Monday, 7 March 2016

Wars are being fought as in 'barbarian times', warns MSF chief

Attacks against civilians in war zones across the world have grown more indiscriminate due to a myopic focus by the major global powers on fighting terrorism, the head of the international charity Médecins Sans Frontières has said.
In an interview with the Guardian, Joanne Liu, the Canadian physician and president of MSF, issued a broad indictment of how modern warfare is conducted, declaring that world powers have failed in their duty to uphold the rules of conflict, threatening a return to “barbarian times”.
“We are in a completely different way of rules of engagement in conflicts,” she said during a visit to Beirut. “I still believe that what the Geneva convention and international humanitarian law brought to conflict was to mitigate war on civilians, and by not respecting that we are going backwards a hundred years. It’s barbarian times. I don’t think in the 21st century we should allow ourselves to drift there.
“If the rules are to be changed, we want to be told,” she said. The past few months have seen an increased ferocity of attacks on health facilities, especially in the Middle East.
Last month, airstrikes hit an MSF supported hospital in Syria’s opposition-controlled Idlib province, killing 11 people, the 14th attack on medical facilities since the start of the year. A total of 94 airstrikes and shelling attacks targeted facilities backed by the organisation in Syria in 2015 alone.
Over the past five months, two MSF hospitals have been attacked in Yemen, as well as one mobile clinic and an ambulance belonging to the organisation, which is operating in the midst of a war where a coalition led by Saudi Arabia is fighting Iranian-backed Houthi rebels.

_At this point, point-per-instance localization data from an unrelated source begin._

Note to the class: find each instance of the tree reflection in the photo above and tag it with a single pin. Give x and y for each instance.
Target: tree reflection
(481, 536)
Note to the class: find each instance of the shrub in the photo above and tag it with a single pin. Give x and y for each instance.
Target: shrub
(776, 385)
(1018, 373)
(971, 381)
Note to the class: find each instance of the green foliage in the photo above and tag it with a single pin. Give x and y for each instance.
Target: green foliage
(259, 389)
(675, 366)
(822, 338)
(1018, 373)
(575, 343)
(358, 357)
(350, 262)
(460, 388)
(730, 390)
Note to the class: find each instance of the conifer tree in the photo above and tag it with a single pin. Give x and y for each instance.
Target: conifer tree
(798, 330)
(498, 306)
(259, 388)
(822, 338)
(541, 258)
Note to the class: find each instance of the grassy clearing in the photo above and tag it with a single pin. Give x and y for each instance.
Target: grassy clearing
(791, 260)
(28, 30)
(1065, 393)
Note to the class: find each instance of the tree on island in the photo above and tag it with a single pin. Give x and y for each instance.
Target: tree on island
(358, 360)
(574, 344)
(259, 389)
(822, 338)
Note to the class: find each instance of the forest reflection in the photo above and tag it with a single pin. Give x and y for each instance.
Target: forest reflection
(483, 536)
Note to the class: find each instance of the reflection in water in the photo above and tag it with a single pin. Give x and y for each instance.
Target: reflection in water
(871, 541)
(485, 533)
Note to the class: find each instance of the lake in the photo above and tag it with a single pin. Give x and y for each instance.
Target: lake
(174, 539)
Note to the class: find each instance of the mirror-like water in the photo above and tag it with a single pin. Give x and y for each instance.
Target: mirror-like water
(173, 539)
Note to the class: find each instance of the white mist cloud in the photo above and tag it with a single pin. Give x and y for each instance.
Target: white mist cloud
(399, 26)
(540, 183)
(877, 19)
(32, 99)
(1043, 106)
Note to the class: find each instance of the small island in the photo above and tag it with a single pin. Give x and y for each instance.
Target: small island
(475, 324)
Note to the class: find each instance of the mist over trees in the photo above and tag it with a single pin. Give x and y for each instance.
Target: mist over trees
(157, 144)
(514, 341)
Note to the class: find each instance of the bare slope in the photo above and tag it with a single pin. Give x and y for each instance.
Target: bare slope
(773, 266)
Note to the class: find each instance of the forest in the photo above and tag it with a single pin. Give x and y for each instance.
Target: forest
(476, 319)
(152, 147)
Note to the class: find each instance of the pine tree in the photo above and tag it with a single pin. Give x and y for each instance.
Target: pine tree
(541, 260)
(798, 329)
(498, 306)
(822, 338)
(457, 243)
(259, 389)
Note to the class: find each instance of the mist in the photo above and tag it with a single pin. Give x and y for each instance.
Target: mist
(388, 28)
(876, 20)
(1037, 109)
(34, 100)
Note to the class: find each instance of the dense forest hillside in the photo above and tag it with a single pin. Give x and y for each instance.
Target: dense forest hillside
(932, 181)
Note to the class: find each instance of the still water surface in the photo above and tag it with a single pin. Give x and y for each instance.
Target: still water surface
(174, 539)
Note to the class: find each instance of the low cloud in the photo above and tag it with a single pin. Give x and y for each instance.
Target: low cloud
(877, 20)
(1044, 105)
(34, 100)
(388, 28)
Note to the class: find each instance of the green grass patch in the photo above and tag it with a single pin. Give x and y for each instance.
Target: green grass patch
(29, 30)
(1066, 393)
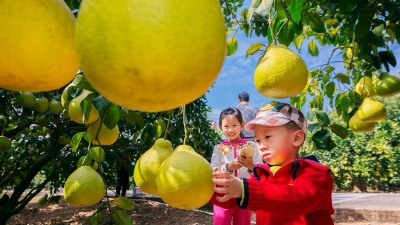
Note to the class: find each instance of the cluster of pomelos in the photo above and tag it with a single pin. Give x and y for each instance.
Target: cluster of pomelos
(371, 110)
(132, 59)
(181, 177)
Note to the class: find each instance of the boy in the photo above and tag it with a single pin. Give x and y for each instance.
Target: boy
(285, 189)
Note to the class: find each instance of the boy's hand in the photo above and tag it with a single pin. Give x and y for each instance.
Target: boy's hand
(246, 161)
(229, 185)
(235, 164)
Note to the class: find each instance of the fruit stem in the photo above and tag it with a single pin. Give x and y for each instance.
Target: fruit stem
(270, 26)
(184, 123)
(168, 126)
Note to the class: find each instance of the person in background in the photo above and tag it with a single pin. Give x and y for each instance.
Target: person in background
(227, 156)
(248, 113)
(285, 189)
(124, 166)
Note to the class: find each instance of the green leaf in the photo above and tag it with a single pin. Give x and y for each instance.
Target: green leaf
(120, 217)
(295, 8)
(76, 139)
(286, 33)
(346, 6)
(139, 119)
(330, 89)
(231, 46)
(254, 48)
(250, 13)
(363, 23)
(339, 130)
(315, 22)
(343, 78)
(95, 218)
(312, 48)
(323, 117)
(135, 136)
(329, 69)
(130, 117)
(298, 40)
(97, 153)
(112, 116)
(124, 203)
(314, 127)
(388, 56)
(86, 106)
(378, 30)
(322, 140)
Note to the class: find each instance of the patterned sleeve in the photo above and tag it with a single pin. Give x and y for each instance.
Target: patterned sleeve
(256, 156)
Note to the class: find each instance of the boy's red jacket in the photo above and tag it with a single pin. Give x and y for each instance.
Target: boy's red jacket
(300, 193)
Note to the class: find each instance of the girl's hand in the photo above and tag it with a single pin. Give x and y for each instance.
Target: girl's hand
(229, 185)
(246, 161)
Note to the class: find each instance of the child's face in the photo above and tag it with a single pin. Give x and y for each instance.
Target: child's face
(231, 127)
(276, 144)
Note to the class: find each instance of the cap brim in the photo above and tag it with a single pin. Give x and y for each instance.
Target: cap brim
(265, 122)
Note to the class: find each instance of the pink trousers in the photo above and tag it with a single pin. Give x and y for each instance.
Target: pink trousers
(224, 216)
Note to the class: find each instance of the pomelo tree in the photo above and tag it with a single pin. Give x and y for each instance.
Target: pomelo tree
(362, 32)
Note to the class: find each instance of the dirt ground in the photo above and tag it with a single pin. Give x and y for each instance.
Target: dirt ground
(145, 213)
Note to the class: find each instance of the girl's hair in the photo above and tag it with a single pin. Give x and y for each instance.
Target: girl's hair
(230, 111)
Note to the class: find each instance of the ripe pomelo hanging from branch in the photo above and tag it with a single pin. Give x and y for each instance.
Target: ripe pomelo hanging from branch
(281, 73)
(151, 55)
(37, 45)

Last October, an MSF hospital in Afghanistan’s Kunduz district was destroyed after an hour of sustained airstrikes by the United States, despite repeated calls by the charity to the American-led coalition and the fact its GPS coordinates had been provided in advance.
“I think the last [attack in Syria] and the event in Kunduz, what is striking is the precision of the attack, the insistence of the attack and the persistence of the attack over time,” she said.
MSF has continued to insist on an independent investigation into the Kunduz strikes – Liu said it was obvious the attack was very precise, since even trees around the hospital compound were completely intact, whereas much of the hospital itself was burned to the ground.